In January Dylan worked a total of 35 hours, in February he worked 45.5 hours – by what percentage did Dylan’s working hours increase in February?

To tackle this problem first we calculate the difference in hours between the new and old numbers.  45.5 – 35 hours = 10.5 hours.  We can see that Dylan worked 10.5 hours more in February than he did in January – this is his increase.  To work out the increase as a percentage it is now necessary to divide the increase by the original (January) number:

10.5 ÷ 35 = 0.3

Finally, to get the percentage we multiply the answer by 100.  This simply means moving the decimal place two columns to the right.

0.3 × 100 = 30

Dylan therefore worked 30% more hours in February than he did in January.

In March Dylan worked 35 hours again – the same as he did in January (or 100% of his January hours).  What is the percentage difference between Dylan’s February hours (45.5) and his March hours (35)?  You may think that as there was a 30% increase between Dylan’s January hours (35) and February (45.5) hours that there will be a 30% decrease between his February and March hours.  This assumption is incorrect – let’s calculate the difference.

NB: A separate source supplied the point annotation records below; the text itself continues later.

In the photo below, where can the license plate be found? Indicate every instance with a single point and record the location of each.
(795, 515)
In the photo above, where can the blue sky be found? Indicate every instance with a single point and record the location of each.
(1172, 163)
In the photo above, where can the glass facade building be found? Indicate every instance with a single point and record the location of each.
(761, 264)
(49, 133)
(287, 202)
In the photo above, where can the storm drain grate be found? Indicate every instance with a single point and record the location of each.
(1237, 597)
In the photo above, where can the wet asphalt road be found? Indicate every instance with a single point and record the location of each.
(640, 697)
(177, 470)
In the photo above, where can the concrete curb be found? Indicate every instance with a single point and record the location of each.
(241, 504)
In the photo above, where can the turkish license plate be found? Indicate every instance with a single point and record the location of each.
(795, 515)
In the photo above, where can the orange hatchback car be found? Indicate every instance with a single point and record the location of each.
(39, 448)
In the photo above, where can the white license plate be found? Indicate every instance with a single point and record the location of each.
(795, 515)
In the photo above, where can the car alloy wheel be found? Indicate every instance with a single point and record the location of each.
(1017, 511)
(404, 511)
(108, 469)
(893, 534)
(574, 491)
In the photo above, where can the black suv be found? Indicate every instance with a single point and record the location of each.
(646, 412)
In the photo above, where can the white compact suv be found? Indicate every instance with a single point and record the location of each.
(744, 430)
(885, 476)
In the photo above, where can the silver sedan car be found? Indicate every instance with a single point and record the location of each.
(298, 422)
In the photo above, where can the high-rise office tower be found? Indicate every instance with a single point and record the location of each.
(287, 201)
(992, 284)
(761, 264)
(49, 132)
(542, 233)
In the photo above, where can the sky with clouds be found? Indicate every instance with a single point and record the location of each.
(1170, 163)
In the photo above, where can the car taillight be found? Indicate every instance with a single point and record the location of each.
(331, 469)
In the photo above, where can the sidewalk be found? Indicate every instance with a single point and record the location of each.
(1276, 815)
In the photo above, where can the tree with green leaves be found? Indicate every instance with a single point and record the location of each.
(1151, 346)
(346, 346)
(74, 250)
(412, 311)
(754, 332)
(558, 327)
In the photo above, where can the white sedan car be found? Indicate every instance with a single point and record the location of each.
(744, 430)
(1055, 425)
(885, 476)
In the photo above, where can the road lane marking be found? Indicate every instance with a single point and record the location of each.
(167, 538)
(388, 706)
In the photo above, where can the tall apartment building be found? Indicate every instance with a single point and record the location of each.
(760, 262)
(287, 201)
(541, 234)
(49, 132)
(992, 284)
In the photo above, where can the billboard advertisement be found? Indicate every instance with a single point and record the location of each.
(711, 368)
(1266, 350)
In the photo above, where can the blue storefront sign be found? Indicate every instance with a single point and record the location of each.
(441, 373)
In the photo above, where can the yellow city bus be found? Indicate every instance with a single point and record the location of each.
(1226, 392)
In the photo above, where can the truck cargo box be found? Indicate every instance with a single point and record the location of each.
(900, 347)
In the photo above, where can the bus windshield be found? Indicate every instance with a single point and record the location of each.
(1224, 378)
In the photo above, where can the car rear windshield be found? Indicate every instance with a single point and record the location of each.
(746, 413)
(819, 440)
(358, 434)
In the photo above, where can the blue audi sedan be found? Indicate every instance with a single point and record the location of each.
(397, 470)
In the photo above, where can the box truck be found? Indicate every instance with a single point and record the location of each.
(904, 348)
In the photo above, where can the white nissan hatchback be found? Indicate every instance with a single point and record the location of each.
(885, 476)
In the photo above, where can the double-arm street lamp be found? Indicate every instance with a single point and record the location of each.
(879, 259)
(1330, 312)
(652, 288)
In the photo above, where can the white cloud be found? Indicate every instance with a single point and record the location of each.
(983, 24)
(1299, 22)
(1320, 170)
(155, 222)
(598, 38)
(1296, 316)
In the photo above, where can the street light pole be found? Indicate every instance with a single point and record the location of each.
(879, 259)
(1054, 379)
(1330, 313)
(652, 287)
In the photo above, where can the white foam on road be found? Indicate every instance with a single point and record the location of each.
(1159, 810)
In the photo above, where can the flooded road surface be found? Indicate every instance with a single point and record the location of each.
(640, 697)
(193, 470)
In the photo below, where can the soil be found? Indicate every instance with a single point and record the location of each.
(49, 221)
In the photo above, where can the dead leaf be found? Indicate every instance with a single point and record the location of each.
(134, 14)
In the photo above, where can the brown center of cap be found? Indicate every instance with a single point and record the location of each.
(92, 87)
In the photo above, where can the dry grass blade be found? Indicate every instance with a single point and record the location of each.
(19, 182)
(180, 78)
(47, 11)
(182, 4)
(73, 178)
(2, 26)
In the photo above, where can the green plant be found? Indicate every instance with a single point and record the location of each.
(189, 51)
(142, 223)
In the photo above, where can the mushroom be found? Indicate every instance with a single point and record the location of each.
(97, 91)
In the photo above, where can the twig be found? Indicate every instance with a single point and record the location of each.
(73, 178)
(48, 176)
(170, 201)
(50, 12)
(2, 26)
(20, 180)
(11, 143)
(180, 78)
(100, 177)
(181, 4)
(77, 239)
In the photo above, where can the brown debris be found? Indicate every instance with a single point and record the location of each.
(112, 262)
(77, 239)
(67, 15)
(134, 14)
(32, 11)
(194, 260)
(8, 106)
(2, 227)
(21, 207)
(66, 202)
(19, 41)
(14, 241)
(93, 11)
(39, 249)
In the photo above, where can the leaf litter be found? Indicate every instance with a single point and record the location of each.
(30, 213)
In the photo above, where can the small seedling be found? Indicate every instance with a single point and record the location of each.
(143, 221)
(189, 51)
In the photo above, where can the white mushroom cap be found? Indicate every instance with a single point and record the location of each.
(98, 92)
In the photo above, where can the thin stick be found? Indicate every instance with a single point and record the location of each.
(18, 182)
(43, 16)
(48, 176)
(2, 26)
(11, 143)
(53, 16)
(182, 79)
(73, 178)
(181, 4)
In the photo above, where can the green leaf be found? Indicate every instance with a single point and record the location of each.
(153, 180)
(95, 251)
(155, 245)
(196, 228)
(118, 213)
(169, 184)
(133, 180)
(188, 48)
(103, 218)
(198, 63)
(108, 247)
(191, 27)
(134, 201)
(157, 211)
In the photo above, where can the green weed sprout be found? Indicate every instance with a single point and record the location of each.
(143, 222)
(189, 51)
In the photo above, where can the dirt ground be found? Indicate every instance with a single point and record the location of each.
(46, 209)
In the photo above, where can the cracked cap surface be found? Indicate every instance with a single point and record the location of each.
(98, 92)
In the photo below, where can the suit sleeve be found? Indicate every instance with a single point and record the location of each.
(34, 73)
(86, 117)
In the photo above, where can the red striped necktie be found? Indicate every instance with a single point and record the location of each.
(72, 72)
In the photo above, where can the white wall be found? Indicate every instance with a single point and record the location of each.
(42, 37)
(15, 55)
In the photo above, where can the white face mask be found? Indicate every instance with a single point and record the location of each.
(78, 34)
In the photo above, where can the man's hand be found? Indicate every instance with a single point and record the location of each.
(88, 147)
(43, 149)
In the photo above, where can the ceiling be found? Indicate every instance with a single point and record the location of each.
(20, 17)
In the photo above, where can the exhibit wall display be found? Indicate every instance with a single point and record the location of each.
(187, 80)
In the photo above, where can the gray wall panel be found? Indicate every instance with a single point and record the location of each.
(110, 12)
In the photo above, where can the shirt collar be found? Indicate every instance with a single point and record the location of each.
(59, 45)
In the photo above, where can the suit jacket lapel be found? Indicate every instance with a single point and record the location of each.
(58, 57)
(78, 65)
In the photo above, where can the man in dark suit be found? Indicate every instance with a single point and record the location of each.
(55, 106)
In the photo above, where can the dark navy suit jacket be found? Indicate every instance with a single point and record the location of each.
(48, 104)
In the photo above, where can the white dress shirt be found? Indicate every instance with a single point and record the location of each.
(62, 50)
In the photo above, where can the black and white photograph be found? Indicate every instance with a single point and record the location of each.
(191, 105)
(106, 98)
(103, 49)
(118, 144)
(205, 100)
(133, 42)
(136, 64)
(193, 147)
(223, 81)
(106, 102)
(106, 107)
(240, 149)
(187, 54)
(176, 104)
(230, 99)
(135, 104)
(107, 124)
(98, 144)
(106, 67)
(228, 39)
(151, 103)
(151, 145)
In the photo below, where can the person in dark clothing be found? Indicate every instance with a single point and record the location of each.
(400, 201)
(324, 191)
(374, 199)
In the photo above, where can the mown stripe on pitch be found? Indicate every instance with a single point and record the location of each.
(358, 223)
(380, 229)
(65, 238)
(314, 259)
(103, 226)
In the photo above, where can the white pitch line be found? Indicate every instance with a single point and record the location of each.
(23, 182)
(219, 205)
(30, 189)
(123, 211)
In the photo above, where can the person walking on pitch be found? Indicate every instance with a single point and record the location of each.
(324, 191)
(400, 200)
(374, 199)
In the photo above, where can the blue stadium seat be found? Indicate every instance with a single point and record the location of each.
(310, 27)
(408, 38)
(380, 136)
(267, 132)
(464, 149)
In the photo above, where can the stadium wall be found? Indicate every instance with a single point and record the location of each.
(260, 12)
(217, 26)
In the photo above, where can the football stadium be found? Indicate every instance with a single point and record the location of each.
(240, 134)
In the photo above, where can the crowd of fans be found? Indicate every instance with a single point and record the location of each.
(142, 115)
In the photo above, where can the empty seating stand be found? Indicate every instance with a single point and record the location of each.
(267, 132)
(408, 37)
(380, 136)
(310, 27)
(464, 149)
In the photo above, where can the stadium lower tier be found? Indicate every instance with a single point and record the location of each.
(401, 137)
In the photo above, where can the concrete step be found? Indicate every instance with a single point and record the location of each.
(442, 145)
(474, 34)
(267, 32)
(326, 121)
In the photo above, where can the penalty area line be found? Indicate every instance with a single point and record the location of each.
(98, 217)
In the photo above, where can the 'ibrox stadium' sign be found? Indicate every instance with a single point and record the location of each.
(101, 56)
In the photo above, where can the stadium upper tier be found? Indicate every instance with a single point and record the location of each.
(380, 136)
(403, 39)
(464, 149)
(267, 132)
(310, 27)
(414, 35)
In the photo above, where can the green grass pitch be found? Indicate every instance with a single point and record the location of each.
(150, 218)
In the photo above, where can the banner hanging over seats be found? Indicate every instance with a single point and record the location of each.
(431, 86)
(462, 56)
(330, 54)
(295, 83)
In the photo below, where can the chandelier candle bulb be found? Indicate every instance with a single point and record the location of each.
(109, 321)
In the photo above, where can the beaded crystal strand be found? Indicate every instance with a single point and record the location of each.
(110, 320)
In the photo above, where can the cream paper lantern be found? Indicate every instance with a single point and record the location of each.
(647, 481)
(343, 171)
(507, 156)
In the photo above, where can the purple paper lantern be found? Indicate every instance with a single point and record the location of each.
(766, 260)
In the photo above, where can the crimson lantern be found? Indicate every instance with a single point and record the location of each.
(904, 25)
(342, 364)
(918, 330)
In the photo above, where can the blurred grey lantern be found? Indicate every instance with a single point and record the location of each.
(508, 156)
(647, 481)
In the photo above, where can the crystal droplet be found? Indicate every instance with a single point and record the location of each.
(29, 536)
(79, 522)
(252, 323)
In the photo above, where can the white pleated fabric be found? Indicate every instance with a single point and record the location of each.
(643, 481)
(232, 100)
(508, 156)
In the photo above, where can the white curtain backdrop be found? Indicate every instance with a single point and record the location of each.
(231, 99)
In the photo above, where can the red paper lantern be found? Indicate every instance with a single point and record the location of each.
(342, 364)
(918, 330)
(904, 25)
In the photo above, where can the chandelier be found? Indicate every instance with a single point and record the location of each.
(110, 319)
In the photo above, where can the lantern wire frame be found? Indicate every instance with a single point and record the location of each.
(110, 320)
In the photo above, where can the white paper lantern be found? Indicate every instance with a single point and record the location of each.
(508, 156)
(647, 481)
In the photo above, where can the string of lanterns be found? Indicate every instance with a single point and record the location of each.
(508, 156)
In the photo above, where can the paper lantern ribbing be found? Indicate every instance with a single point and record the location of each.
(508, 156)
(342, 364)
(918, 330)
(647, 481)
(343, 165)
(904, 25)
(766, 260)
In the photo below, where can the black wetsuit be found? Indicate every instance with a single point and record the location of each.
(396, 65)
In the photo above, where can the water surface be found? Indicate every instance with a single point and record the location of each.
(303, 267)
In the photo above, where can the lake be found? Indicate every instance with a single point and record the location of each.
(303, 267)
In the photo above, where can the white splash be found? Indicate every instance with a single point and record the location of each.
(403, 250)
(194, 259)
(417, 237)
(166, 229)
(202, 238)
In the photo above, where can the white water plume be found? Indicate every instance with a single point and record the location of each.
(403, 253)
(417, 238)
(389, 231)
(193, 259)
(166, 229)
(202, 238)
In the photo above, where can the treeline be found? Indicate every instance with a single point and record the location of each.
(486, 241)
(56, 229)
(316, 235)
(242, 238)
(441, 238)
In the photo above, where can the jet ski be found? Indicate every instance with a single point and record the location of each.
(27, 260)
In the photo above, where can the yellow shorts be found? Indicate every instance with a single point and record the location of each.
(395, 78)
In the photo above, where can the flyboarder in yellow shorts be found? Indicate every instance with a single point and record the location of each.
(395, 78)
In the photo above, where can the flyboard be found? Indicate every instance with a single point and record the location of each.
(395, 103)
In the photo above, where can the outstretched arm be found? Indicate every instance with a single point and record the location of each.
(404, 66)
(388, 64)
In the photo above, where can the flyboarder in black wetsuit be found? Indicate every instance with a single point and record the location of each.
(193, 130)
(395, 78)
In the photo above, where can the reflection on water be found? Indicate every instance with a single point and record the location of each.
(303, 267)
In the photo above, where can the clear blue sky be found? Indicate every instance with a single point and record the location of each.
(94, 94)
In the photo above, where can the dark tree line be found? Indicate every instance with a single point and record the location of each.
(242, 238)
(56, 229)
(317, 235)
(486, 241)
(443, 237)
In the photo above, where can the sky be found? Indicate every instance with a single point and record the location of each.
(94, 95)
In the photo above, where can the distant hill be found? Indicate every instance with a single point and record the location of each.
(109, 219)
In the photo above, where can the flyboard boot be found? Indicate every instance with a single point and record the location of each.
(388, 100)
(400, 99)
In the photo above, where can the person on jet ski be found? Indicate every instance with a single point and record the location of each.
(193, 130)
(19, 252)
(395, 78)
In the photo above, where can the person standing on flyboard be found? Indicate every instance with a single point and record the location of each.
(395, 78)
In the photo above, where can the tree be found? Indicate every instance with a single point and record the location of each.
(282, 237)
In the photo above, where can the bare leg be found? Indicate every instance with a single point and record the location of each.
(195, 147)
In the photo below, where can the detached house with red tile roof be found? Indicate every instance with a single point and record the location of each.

First calculate the decrease in hours, that is: 45.5 – 35 = 10.5

Then divide the decrease by the original number (February hours) so:

10.5 ÷ 45.5 = 0.23 (to two decimal places).

Finally multiply 0.23 by 100 to give 23%. Dylan’s hours were 23% lower in March than in February.

Sometimes it is easier to show percentage decrease as a negative number – to do this follow the formula above to calculate percentage increase – your answer will be a negative number if there was a decrease.  In Dylan’s case the decrease works out at -15.5.  -10.5 ÷ 45.5 = -0.23.  -0.23 × 100 = -23%.